Je n’avais pourtant pas rêvé ces soirées se terminant au
petit matin, à Canton, sur le toit d’une maison transformé en plantation d’herbe
que des chevelus fort accueillant fumaient tranquillement en jouant du reggae
jusqu’au bout de la nuit. Ils étaient bien réels, incroyablement réels, et
pourtant tout à fait absents du paysage. De même que ce jeune chanteur
guitariste du Xinjiang qui jouait du jazz manouche en Perfecto blanc avec une
gueule à la Dylan Highway 61 dans un
petit club de Shanghai et que la rumeur prétendait être le fils du chef de la
police spéciale ouïghoure, l’ethnie turcophone de l’extrême ouest très
implantée à Shanghai. Il était en fait le dealer d’une bonne partie de
l’assistance. Ou encore cette boîte enterrée au fond d’une station de métro qui
ne fut jamais achevée et qui accueillait des DJ du monde entier voués à une
clientèle du même vaste monde mélangé se démenant toute la nuit pour résister
aux assauts des basses qui attaquaient au plexus. De mes yeux vus, la jeunesse
y compris chinoise faisait une pause pour aller se rouler un pétard à même le
comptoir. Non pas qu’il faille se droguer pour appartenir à la jeunesse du
monde mais quel rapport avec la Chine ? Quelle connexion possible avec les
petites choses fragiles posées devant moi, à l’abri des cloisons du labo de
langue, qui tournaient la tête ou appliquaient une main pudique sur leurs yeux
forcément purs et innocents dès que je leur passais un film et qu’un torse
d’homme velu apparaissait, qu’un couple s’embrassait ou qu’un terrible Africain
assombrissait l’écran ? Certaines d’entre elles auraient paru attardées
dans une classe de collège de la France profonde – elles avaient vingt ans en
deuxième année d’université et réussissaient à glisser « Ma mère, cette
sainte » et « Nous, les Chinois » dans chaque devoir. Ce qui
peut se comprendre si l’on pense à la doctrine en vigueur selon laquelle la
femme est plus faible, indéniablement inférieure, et qu’elle coûte un
investissement sans fond ni retour tandis que l’homme, lui… Et elle était tout
aussi réelle cette jeune Chinoise que les néo hippies rastas de Canton mais
tellement plus dominante, massivement dupliquée et entretenue dans ses
certitudes par une propagande qui s’insinuait par tous les pores du système.

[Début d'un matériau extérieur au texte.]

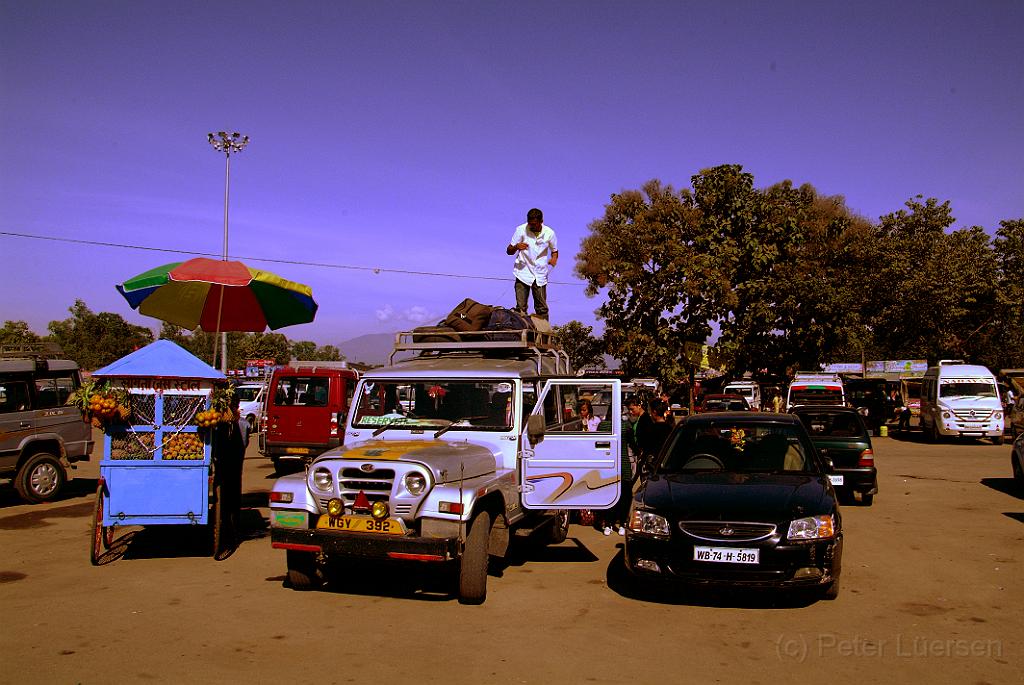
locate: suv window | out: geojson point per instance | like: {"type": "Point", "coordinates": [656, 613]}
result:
{"type": "Point", "coordinates": [14, 396]}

« Le confucianisme, c’est ce qui nous apporte cette
formidable unité depuis deux mille ans mais c’est aussi ce qui nous empêche
d’avancer. »
Inutile de rectifier en précisant que Confucius entre et sort
de son placard au gré des intérêts supérieurs de la nation décrétés par le
pouvoir, ni qu’il n’était guère contemporain de Jésus –Christ, pas plus que de
mettre en doute l’unité chinoise, mieux valait se focaliser sur la saillie
critique, courageuse, ce constat d’immobilisme intellectuel et culturel qui
récolta un silence de plomb au beau milieu d’un cours de master où je faisais
étudier des notions tels que conditionnement,
éducation, identité – peu ou prou, un programme de Terminale littéraire
agrémenté d’un projet interculturel non communiqué. Entre les deuxième,
troisième années, et la suite du cursus jusqu’en master, une relative évolution
s’opère. Dès lors, il devient de bon ton d’afficher une critique modérée qui
n’engage pas au-delà de l’effet immédiat. On pourrait positiver, estimer qu’il
s’agit là d’un grand pas, ce serait ignorer l’étonnante souplesse de celui qui
est dressé à l’obéissance par un système passé maître dans le thermo-formatage
des consciences, ce qui se traduit par une étonnante capacité d’adaptation à
l’humeur ambiante, à l’attente du maître,
cinquième dans la hiérarchie du respect absolu dû à l’autorité selon…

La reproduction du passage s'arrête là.